#OnThisDay en 1995

Le coup du scorpion fête ses 25 ans

Rene Higuita in action for Colombia. 
  • René Higuita a réalisé son coup du scorpion il y a 25 ans jour pour jour
  • Cette audacieuse parade illustre parfaitement la personnalité du "Loco"
  • "Ce geste a contribué à faire parler de la Colombie et de moi-même"

La longue histoire du football est jalonnée de parades spectaculaires, quasi-miraculeuses. Cependant, aucune n’est aussi reconnaissable et symbolique de son auteur que l’intervention réalisée par René Higuita à Wembley il y a 25 ans.

Même sans l’aide des archives vidéo consultables en ligne, tout fan de football de l’époque se souvient de cette séquence d’anthologie. Sur un ballon où il aurait pu se contenter d’attraper tranquillement le ballon dans ses bras, René Higuita plonge vers l’avant et le dégage des deux pieds, derrière son dos.
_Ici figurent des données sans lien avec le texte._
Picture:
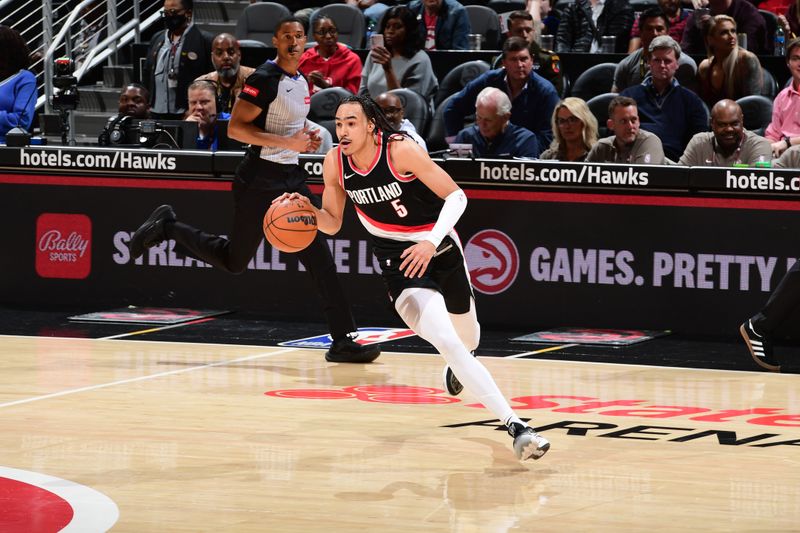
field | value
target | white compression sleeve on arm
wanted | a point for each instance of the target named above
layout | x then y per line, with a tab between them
453	208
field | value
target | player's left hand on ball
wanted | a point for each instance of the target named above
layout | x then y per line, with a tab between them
416	258
289	196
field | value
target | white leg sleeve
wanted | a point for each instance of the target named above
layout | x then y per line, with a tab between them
467	327
425	312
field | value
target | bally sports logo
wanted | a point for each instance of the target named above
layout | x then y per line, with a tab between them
493	261
63	246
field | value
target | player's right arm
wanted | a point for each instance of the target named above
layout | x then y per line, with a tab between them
329	217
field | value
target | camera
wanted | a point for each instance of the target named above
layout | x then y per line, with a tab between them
148	127
66	97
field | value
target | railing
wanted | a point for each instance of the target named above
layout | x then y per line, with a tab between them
90	34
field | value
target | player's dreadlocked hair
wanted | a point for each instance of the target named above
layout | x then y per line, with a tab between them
373	112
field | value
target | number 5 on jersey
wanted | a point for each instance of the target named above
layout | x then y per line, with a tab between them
400	208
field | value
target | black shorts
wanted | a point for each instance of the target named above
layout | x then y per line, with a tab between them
446	273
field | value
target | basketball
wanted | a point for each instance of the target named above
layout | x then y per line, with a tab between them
290	225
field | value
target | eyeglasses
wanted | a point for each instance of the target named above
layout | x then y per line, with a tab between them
569	120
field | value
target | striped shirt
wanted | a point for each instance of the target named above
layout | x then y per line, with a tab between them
284	101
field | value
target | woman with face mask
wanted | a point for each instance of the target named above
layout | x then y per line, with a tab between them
177	55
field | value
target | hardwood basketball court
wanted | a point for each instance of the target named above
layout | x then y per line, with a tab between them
177	436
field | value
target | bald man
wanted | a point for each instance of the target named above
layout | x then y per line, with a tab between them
229	74
493	135
728	143
392	107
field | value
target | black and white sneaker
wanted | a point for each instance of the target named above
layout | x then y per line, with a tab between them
527	443
151	232
760	348
451	383
347	350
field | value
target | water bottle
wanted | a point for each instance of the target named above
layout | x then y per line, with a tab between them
370	29
780	41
Tel un scorpion.

Le coup de scorpion porte à ce point le sceau indélébile de son auteur qu’il est l’équivalent chez les gardiens du "Cruyff turn". À dire vrai, il est même plus ambitieux et, à n’en pas douter, plus inattendu que l’ébouriffant changement de direction du maître néerlandais.

À lui seul, ce moment a illuminé un terne match amical soldé par un nul, dans le stade national de l’Angleterre. Sélectionneur des Three Lions à l’époque, Terry Venables a, comme beaucoup, reconnu "n’avoir jamais vu quelque chose de pareil".
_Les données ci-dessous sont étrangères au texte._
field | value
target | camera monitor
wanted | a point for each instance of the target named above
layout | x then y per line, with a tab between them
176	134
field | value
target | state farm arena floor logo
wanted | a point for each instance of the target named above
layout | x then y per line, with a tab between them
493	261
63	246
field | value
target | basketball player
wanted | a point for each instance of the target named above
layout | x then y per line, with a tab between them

Et il y avait une bonne raison à cela, soulignée le "Loco" en personne : "Seule une personne est capable de faire ce genre de choses", avait déclaré Higuita après coup.

Plus tard, le flamboyant portier cafetero expliquera les origines de ce geste qui a gravé son nom dans le livre d’or du football. "Je me suis toujours inspiré des gamins. Je les voyais tenter des bicyclettes dans la rue ou sur les terrains. Je leur disais que ça ne serait pas mal de réussir ce geste à l’envers. Ce jour-là en Angleterre, on m’a offert le ballon que j’attendais depuis cinq ans !"
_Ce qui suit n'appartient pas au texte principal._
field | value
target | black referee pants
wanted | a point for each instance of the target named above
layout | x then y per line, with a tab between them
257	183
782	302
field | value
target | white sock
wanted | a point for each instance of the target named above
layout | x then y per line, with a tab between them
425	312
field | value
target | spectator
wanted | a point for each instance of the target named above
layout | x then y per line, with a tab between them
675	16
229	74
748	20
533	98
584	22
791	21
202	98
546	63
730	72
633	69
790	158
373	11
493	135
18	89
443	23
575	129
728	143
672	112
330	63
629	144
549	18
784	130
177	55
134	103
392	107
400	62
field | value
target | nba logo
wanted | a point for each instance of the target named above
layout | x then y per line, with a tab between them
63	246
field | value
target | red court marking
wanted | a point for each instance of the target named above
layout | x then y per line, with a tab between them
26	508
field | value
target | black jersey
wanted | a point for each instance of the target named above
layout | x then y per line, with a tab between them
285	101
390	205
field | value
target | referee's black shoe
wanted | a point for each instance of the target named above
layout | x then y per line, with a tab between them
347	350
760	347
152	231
"C’est le geste qui a permis de faire parler de la Colombie et de moi-même. On se souvient toujours des êtres humains pour les belles choses qu’ils ont réalisées. Il y a un peu de ça."

Aussi remarquable soit-il, ce geste ne saurait résumer à lui seul l’extraordinaire carrière d’Higuita. Le Colombien était, à sa manière, un véritable pionnier : souvent buteur, assez talentueux et courageux pour tenter des dribbles et des relances depuis sa zone, à une époque où la passe en retrait avait encore cours. Une époque où un gardien devait faire passer la sécurité avant tout.

"Je considérais le ballon comme un jouet, un cadeau que l’on reçoit à Noël et que l’on ne veut pas perdre", racontait-il à FIFA.com en 2018. "Et quand tu le perds, c’est la guerre pour le récupérer. Je ne voulais pas me battre pour le ballon, je voulais avoir mon ballon à moi. Et je voulais que mon équipe ait ce ballon. C’est comme ça que je voyais le football et c’est comme ça que les règles ont changé."

"Je me souviens que gamin, quand j’allais au stade, je voyais de bons gardiens qui, quand ils arrivaient sur le ballon avant les attaquants, dégageaient sur le côté. C’était de grands gardiens dans les cages et je me disais : 'Mais ils ne savent pas jouer au pied ou quoi ? Si le ballon n’est pas sorti, alors il est en jeu, et s’il est en jeu, l’équipe a toujours une chance de marquer. Alors pourquoi rendent-ils le ballon à l’adversaire ?'"

Moqué à la grande époque d’Higuita, ce raisonnement fait désormais figure de bon sens footballistique. En tout cas, même si le roi du Scorpion a ouvert la voie aux gardiens actuels, très à l’aise balle au pied, on voit mal l’un de ses successeurs avoir le culot et le panache de tenter le geste acrobatique du "Loco" à Wembley.

Rene Higuita's scorpion kick at Wembley.